ENAFEP : au moins 14 % d’écoliers ont raté les épreuves à Oïcha 

Les cas d’absences des écoliers ont augmenté cette année 2024-2025 à l’ENAFEP, contrairement à l’année dernière dans la sous-division de l’éducation nationale d’Oïcha. Au moins 14 % des apprenants attendus à ces épreuves n’ont pas été présents. L’inspecteur chef de pool primaire de cette entité éducative, qui le confirme, évoque plusieurs facteurs pouvant expliquer cette situation.

Dans la sous-division d’Oïcha, les épreuves se sont généralement bien déroulées dans les 40 centres répartis sur l’ensemble de cette entité éducative, s’est réjoui l’INSPOOL du primaire. Mukokoma Gédéon note cependant un taux élevé d’absences lors de ces épreuves.

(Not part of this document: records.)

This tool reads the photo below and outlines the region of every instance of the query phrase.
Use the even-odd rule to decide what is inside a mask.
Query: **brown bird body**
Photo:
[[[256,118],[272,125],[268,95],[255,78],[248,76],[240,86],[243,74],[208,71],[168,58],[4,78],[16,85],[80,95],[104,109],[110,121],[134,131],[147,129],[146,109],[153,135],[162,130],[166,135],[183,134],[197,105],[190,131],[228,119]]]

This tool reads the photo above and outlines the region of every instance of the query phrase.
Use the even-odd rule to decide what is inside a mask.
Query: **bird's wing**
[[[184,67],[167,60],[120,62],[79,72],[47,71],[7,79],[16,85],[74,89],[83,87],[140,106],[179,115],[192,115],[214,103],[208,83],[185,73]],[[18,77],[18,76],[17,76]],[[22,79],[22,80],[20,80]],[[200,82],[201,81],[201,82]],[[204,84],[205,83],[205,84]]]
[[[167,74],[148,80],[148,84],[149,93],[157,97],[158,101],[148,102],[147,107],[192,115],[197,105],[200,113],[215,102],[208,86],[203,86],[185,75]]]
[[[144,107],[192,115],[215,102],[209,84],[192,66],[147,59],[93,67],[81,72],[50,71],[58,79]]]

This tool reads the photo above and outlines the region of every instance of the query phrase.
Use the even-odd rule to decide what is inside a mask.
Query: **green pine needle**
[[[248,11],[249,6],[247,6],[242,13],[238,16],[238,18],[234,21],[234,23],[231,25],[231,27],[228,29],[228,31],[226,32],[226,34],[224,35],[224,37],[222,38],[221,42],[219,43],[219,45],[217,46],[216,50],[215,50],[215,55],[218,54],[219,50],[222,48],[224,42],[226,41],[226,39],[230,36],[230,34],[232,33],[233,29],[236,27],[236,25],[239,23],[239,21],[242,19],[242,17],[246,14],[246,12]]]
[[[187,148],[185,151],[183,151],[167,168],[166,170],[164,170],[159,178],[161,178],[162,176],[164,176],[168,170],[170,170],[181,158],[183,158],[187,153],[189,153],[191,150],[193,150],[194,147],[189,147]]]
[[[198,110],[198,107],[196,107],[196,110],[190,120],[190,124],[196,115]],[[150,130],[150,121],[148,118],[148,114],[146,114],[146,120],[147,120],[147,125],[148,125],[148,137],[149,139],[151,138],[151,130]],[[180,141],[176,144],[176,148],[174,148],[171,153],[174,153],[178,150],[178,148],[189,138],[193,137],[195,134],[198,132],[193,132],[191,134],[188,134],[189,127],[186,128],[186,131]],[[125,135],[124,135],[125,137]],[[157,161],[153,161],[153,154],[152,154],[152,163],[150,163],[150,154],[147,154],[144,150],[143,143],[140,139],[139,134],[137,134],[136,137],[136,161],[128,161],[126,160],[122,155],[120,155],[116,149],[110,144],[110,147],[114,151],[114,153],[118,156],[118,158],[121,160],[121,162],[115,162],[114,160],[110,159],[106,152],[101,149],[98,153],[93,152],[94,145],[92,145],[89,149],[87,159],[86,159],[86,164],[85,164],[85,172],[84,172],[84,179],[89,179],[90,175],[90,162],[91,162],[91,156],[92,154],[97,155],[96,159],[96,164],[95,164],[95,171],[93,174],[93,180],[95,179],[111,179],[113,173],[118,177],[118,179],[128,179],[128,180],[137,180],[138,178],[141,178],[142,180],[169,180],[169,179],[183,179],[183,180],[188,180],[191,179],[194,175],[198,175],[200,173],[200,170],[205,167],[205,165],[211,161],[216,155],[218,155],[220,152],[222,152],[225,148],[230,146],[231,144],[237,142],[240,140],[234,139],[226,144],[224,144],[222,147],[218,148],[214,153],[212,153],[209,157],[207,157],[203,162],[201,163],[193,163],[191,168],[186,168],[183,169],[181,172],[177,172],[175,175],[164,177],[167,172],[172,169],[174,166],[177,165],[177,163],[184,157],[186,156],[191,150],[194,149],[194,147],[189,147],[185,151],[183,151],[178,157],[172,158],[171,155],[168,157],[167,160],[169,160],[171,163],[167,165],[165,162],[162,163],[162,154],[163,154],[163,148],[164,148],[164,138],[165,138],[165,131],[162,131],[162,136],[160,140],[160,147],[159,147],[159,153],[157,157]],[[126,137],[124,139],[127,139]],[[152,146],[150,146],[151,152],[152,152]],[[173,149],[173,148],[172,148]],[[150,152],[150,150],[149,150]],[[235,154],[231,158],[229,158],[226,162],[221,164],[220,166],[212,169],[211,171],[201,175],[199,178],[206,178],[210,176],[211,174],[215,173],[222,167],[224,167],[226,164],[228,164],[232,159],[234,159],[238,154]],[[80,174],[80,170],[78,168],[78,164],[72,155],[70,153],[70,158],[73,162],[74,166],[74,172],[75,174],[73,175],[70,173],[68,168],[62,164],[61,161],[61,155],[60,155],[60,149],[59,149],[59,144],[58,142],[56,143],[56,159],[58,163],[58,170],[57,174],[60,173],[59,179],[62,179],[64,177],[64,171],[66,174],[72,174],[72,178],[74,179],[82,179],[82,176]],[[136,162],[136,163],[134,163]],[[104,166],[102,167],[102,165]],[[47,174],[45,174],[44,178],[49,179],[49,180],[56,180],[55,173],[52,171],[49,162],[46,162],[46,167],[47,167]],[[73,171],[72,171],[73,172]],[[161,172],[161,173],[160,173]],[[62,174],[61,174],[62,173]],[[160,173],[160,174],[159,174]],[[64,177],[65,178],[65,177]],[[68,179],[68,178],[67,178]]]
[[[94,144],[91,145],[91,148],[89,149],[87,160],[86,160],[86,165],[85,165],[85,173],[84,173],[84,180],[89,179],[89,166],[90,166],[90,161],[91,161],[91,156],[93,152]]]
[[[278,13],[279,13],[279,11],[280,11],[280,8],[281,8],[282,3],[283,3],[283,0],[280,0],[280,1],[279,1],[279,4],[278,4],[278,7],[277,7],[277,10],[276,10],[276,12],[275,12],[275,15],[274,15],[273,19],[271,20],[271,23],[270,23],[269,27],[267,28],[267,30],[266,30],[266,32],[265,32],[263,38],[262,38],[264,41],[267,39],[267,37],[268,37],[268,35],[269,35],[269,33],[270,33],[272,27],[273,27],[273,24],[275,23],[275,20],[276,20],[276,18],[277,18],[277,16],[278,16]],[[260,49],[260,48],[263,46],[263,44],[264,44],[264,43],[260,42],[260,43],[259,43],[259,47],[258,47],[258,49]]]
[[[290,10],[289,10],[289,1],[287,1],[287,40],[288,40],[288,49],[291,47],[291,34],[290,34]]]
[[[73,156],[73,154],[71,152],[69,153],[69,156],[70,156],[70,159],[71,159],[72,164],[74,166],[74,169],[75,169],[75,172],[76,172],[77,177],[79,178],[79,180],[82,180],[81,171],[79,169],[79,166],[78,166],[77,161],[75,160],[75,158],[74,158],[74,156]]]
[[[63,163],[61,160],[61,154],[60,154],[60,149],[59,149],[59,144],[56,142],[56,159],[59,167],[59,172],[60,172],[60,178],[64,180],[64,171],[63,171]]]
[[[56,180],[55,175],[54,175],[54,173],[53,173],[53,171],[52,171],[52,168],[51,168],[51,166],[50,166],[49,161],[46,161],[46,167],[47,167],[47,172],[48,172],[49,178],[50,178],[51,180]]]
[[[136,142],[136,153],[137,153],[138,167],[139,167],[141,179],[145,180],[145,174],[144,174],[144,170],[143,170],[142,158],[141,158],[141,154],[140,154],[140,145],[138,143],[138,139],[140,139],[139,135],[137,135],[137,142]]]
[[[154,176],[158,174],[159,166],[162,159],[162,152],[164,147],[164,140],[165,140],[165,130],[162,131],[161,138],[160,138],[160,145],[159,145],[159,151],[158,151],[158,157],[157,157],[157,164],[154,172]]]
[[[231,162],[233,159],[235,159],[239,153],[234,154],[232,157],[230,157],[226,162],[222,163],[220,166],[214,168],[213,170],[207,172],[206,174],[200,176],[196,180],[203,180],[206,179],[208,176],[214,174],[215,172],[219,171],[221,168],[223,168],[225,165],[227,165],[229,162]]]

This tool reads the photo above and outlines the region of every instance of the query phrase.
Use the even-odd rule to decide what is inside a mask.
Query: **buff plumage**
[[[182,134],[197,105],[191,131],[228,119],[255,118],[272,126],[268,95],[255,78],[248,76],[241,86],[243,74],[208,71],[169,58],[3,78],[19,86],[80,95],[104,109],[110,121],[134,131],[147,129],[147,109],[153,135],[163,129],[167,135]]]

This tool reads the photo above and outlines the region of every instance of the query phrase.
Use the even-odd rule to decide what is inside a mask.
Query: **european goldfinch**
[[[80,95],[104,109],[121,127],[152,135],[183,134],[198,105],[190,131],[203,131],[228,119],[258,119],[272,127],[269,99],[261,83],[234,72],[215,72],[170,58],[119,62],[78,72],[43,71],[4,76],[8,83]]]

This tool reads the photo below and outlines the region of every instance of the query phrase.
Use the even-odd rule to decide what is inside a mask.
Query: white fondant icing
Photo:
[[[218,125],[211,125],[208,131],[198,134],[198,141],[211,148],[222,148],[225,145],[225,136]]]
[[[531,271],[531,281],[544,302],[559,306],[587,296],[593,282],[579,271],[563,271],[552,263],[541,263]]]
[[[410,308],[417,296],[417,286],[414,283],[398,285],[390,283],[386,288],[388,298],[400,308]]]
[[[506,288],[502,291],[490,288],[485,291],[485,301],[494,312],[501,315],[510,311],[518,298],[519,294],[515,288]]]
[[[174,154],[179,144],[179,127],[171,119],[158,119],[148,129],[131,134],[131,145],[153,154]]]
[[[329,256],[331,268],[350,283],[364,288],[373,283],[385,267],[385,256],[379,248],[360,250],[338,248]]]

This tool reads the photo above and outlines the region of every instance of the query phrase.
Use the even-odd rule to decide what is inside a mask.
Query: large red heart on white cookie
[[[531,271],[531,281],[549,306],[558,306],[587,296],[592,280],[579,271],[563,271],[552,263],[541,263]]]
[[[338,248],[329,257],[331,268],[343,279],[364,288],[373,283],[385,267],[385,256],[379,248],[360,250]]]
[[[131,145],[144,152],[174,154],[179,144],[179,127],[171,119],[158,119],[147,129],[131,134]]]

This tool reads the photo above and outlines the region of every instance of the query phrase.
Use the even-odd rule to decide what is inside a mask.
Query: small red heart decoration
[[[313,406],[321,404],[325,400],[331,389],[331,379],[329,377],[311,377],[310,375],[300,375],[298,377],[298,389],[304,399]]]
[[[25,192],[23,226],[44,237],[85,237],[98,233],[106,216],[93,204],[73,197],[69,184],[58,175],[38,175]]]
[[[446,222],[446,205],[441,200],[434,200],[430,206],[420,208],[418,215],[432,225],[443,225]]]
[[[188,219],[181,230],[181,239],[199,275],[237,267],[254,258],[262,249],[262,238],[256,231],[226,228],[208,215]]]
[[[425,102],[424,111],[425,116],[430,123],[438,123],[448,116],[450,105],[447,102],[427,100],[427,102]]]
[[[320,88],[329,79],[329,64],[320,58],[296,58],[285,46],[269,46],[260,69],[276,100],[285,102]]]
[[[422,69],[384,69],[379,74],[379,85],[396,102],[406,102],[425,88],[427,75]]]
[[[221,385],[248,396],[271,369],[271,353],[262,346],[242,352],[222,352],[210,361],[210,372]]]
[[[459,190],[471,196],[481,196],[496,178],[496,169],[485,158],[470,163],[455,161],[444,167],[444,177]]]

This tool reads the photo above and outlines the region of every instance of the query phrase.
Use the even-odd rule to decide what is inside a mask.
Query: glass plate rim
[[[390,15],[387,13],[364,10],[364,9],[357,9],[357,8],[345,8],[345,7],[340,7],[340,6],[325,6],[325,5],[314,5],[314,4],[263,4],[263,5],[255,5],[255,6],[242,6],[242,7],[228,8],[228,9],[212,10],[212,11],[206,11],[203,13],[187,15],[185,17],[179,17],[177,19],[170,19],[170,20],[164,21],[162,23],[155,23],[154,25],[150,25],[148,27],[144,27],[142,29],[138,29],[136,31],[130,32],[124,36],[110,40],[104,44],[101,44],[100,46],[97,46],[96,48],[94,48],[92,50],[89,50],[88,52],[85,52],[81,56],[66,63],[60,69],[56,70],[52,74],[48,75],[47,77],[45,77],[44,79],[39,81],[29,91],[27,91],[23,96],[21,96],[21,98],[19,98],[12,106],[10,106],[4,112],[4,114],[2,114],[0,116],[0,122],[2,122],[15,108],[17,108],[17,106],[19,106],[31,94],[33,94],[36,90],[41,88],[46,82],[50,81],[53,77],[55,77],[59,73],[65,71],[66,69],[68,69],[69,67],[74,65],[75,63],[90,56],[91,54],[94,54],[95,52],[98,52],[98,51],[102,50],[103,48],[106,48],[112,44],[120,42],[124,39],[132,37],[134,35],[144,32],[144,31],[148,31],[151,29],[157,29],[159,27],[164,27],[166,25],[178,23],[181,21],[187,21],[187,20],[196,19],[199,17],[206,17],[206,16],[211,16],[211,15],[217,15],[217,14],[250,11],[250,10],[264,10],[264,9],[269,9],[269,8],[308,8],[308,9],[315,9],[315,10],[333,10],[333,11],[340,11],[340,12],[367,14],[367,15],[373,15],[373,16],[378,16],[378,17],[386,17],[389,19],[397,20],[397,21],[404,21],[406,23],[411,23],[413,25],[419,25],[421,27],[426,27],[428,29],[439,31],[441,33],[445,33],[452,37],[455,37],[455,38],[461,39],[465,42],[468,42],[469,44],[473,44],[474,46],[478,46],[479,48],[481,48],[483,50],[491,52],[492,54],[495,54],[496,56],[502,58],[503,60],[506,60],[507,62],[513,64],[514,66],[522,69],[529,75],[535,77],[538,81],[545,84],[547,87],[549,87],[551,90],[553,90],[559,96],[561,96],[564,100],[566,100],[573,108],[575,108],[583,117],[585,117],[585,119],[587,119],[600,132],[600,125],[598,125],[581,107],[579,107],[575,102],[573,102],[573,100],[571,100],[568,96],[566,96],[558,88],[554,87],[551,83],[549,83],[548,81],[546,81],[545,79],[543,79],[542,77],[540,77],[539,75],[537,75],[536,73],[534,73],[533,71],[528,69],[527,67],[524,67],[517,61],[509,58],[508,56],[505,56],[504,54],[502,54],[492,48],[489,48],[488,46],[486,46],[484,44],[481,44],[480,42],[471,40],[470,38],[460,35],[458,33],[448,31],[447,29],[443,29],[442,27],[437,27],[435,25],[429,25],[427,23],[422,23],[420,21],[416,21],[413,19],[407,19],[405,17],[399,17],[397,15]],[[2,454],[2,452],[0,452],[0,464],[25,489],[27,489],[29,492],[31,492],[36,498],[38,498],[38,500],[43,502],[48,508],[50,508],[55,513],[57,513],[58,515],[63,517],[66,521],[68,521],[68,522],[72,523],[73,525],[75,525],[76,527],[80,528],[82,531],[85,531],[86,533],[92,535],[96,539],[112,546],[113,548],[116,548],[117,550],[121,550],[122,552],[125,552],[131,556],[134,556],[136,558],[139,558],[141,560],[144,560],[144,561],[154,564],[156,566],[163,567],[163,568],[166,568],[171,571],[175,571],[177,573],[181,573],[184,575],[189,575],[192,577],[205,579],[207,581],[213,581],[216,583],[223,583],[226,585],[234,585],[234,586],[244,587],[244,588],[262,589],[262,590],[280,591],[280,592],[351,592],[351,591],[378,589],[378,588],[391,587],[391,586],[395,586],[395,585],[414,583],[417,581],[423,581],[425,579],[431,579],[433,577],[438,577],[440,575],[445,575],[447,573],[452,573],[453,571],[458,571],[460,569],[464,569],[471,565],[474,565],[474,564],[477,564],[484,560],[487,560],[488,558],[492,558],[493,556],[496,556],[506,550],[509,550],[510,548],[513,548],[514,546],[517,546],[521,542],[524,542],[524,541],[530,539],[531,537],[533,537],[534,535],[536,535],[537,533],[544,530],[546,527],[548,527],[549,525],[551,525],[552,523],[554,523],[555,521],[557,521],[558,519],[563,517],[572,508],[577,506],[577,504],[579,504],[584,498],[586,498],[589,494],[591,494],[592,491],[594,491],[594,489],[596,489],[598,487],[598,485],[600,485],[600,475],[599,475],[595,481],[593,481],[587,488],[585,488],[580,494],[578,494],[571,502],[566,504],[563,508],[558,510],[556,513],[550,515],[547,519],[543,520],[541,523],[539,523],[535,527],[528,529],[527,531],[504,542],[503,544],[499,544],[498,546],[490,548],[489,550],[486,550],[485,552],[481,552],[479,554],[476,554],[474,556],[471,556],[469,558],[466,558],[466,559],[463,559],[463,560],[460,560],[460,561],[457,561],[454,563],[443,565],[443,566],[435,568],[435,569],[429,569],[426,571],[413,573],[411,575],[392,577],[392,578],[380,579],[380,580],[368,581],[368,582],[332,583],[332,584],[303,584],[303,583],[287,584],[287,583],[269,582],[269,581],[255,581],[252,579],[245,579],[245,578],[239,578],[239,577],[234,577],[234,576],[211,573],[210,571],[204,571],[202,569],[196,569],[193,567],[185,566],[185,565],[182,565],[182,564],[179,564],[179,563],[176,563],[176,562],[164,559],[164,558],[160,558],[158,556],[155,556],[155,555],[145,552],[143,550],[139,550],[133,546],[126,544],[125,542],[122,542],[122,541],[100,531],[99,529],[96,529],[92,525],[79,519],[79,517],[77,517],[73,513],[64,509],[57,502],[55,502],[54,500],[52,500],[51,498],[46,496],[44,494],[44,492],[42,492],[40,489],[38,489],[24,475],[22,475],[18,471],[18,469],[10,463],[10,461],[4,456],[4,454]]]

Cette année, au moins 1.282 candidats n’ont pas répondu présents, un chiffre record par rapport aux années précédentes.

Sur les 9 213 candidats inscrits, il y a eu 7 938 candidats qui ont participé avec un taux d’abandon de 14 %, soit 1282 élèves abandonnés. Les abandons, le nombre est allé vraiment à la hausse parce que les années passées, les années antérieures, le taux d’abandon nageait entre 8 %, 9 % et tout au plus 10 %. Maintenant, cette année, nous ne comprenons plus parce que le taux monte à 14 %”, a-t-il regretté. 

L’inspecteur chef de pool primaire d’Oicha évoque plusieurs facteurs expliquant la situation. Il parle des enfants qui font la culture du cacao aux côtés de leurs parents, ceux qui sont retournés dans leurs milieux d’origine jadis ensanglantés par l’ADF, ainsi que les enfants de militaires partis avec leurs parents.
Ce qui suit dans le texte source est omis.